Monday, December 30, 2013


US and Iran’s First Joint Military Venture: Fighting al Qaeda in Iraq

DEBKAfile Video December 29, 2013, 7:26 PM (IDT)
 
With the Geneva Nuclear Accord still far from implementation a month after it was signed in Geneva, the United States and Iran are moving into stage two of their rapprochement: They are now fighting together to crush Al Qaeda terror in Iraq, debkafile’s exclusive military sources report. 
 
Iraq is two weeks into a major offensive for cutting al Qaeda down - the first major military challenge the jihadists have faced in the past six years. Three armies are fighting alongside Iraq: the United States, Iran’s Al Qods Brigades officers and Syria.
Their mission is to foil Al Qaeda’s drive to spread its first independent state in the Middle East across the Iraqi-Syrian frontier. Its Iraqi and Syrian branches - ISIS and the Nusra Front - have declared a holy war to this end under their commanders Abu Bakr Al-Baghdadi and Abu Mohammed al-Golani.

The Anbar province of Western Iraq is the scene of the fiercest combat close to Iraq’s borders with Syria and Jordan.

To counter Al Qaeda’s superiority in speed and surprise, the US has sent the Iraqi army Hellfire surface-to-air missiles. They are already in use against al Qaeda camps on the Syrian border. Next, Washington is sending out small, long-endurance unmanned aerial ScanEagles.

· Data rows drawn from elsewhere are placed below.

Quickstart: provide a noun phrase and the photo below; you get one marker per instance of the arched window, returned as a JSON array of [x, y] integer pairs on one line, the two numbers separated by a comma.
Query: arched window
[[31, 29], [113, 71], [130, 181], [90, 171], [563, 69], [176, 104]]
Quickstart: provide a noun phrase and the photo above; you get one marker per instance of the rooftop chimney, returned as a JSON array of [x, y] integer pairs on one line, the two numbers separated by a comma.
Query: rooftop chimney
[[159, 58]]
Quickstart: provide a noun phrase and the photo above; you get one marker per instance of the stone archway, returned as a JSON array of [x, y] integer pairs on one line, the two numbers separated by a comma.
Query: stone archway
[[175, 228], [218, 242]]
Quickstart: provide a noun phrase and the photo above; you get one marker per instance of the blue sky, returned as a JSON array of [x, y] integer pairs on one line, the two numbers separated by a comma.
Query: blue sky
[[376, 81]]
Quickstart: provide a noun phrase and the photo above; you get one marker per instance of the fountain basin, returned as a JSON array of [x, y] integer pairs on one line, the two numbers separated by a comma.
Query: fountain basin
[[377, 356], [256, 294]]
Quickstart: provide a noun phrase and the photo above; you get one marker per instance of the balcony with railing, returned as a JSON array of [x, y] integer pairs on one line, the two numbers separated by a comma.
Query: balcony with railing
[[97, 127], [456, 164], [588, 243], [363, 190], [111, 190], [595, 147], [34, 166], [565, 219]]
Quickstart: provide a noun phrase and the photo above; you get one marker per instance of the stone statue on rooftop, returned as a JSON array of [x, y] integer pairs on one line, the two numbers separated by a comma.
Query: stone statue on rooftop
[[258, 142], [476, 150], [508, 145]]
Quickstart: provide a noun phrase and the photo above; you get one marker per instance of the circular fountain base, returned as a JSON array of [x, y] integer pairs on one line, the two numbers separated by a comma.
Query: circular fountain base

These drones are best suited to combat in Anbar’s deep wadis and the halophyte thickets lining the Euphrates River.
In this topsy-turvy scenario, Washington and Tehran share another surprising motive: to save the Assad regime in Damascus from Al Qaeda’s long arms.

Russian Foreign Minister Sergey Lavrov noted approvingly on Dec. 26: “Attitudes are changing in Western countries; they are becoming more realistic in their approach towards the Syrian crisis. The threat of terrorism in Syria, of jihadists coming to power, of creating a caliphate with extremist laws, these are the main problems.”

Since the Syrian chemical issue was addressed in September, Russian-Iranian-American collaboration is going strong. The joint US-Iranian war on al Qaeda is strengthening Tehran’s grip on Iraq as well as Syria. It gives Russian President Vladimir Putin hope for keeping al Qaeda away from the Winter Olympics at Sochi – an ever-present menace as a female suicide bomber, a Dagestan national, demonstrated Sunday, Dec. 29, by blowing up the railway station at the southern Russian city of Volgograd, killing up to a score of people.

The other incentive for US President Barack Obama is the hope of transposing his collaboration with Tehran and Moscow to improve US chances of a reasonable accommodation in the Afghanistan arena.